Feasibility of risk reducing salpingo-oophorectomy at the time of abdominal surgery for correction of pelvic organ prolapse and urinary incontinence
Ali Azadi1, James A Bradley2, Greg J Marchand3, Douglas J Lorenz4, David Doering5, Donald R Ostergard6
1 Department of Obstetrics/Gynecology, University of Arizona College of Medicine, Phoenix; Star Urogynecology, Advanced Pelvic Health Institute for Women, Peoria, USA
2 Department of Internal Medicine, University of Louisville School of Medicine, Louisville, KY, USA
3 Marchand Institute for Minimally Invasive Surgery, Mesa, AZ, USA
4 Department of Bioinformatics and Biostatistics, University of Louisville, Louisville, KY, USA
5 Norton Cancer Institute, Norton Healthcare, Louisville, KY, USA
6 Department of Obstetrics and Gynecology, UCLA School of Medicine, Los Angeles, CA, USA
Dr. Greg J Marchand
Marchand Institute for Minimally Invasive Surgery, 10238 E. Hampton Ave, Suite 212, Mesa, AZ 85209
Source of Support: None, Conflict of Interest: None
Objective: The objective of this study is to assess the perioperative outcomes when prophylactic bilateral salpingo-oophorectomy (BSO) is performed concomitantly with surgery to repair pelvic organ prolapse (POP) or stress urinary incontinence (SUI).
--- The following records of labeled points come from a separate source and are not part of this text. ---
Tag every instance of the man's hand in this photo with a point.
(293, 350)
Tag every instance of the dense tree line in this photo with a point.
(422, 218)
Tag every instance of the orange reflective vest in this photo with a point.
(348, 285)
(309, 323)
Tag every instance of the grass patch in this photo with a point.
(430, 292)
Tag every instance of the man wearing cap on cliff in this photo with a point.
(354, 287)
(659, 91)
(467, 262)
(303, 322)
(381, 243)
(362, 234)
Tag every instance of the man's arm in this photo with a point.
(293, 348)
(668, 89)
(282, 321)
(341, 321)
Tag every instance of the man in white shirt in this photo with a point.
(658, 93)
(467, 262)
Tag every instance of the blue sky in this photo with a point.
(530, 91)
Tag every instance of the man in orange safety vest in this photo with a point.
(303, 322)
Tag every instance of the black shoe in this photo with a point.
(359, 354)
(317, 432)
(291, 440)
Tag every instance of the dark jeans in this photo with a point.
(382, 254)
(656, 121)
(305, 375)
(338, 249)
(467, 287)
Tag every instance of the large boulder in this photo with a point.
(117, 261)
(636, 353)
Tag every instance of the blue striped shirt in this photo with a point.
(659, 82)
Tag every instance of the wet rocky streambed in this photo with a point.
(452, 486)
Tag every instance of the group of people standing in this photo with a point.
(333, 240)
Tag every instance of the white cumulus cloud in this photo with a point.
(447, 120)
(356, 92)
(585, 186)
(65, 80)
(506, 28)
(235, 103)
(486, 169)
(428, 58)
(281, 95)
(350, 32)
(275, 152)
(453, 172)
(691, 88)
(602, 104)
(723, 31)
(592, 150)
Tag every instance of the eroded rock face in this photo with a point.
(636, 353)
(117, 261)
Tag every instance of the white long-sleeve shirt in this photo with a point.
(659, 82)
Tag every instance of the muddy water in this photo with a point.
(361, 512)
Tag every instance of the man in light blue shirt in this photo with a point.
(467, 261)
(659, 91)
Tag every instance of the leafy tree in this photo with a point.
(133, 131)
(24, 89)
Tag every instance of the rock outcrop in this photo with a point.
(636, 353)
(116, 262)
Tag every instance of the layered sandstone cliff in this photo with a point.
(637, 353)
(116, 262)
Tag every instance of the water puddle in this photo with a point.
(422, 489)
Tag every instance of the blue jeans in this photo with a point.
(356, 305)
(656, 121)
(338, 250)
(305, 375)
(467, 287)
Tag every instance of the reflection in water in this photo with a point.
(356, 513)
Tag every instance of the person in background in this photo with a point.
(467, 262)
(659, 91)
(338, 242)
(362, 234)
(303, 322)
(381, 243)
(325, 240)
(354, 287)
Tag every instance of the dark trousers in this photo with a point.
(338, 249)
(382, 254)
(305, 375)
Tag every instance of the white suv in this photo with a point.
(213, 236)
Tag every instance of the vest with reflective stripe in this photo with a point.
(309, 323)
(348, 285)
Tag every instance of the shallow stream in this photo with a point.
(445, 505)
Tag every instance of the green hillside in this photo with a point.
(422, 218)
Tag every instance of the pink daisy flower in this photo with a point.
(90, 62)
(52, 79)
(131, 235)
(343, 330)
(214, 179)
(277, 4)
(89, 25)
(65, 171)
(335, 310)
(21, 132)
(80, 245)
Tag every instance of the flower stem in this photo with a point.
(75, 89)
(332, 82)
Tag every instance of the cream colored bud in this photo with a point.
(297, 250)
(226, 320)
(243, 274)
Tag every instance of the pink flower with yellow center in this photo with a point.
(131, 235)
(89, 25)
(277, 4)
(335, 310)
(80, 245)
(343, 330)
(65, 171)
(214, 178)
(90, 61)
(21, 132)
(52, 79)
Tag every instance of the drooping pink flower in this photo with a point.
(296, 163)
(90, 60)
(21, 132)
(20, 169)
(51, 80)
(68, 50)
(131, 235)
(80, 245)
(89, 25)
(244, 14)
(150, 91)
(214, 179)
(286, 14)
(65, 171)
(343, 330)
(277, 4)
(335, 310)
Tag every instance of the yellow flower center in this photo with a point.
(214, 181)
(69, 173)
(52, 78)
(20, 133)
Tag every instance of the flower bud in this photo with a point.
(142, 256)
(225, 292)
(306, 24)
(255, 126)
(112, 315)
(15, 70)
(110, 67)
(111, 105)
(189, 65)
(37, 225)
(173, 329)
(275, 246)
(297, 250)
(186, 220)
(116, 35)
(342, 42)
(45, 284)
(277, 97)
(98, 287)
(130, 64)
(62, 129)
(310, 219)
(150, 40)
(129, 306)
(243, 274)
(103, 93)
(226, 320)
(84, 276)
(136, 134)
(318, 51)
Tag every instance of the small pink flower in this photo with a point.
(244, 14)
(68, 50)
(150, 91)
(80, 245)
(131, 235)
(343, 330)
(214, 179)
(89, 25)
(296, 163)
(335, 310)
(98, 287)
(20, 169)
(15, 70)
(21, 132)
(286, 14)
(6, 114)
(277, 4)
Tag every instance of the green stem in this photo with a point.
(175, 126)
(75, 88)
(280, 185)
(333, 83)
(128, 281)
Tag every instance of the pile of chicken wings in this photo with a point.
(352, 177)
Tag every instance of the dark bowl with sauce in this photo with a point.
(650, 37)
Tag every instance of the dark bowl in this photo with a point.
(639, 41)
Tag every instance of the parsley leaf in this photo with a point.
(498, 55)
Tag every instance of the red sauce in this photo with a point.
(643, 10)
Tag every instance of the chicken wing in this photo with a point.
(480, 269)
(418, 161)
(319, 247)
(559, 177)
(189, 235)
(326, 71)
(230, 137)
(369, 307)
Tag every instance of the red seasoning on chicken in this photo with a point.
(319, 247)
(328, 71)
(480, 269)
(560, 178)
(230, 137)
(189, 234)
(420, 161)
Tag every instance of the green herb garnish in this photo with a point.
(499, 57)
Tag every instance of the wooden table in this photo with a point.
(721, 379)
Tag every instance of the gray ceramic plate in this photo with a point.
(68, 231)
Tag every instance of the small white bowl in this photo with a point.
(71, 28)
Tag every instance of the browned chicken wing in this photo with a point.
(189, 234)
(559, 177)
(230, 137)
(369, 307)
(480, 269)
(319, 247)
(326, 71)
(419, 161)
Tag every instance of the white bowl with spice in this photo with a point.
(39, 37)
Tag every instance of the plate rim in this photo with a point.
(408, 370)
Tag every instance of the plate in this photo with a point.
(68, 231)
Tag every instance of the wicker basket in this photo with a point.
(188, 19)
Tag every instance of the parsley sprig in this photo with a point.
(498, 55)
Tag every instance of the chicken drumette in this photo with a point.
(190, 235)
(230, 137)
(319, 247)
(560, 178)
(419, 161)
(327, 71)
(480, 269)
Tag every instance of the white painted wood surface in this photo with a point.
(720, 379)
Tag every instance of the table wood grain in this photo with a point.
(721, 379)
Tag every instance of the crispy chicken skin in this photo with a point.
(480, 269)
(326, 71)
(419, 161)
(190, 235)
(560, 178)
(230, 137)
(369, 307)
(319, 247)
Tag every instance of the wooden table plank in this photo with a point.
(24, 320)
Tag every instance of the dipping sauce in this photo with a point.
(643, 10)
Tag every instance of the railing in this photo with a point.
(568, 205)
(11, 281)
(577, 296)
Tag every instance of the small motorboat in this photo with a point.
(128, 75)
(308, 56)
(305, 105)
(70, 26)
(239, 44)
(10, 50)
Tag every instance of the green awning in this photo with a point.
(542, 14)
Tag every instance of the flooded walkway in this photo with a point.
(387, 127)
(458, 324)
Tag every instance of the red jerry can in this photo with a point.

Materials and Methods: This is a retrospective case–control study of patients who underwent abdominal surgery for the correction of POP and/or SUI with or without concomitant BSO at a tertiary care center. The primary outcome measures were postsurgery length of hospitalization, estimated blood loss, and 30-day readmission rate. The secondary outcome measure was detection of ovarian cancer precursor lesions.
Results: We identified 734 patients who had surgery for POP and/or SUI. The control group contained 385 patients, and the BSO group contained 349 patients. There was no difference between the control and BSO groups in the postsurgery length of stay (LOS) (35.2 h vs. 34.1 h; P = 0.49), and all-cause 30-day readmission rate (14.2% vs. 11.6%; P = 0.3085). However, there was decreased blood loss (40.8 ml vs. 67.2 ml, P < 0.0001) in the BSO group compared to the control group. Sub-analysis of primary outcomes in postmenopausal women (age > 55) showed decreased postsurgery LOS (33.4 h vs. 37.4 h; P = 0.0208) and decreased blood loss (35.9 ml vs. 82.7 ml; P < 0.0001) in the BSO group compared to control.
Conclusion: Secondary to the lack of additional complications, we recommend surgeons give more consideration to finding appropriate candidates for a risk reducing BSO at time of abdominal surgery to repair POP or SUI.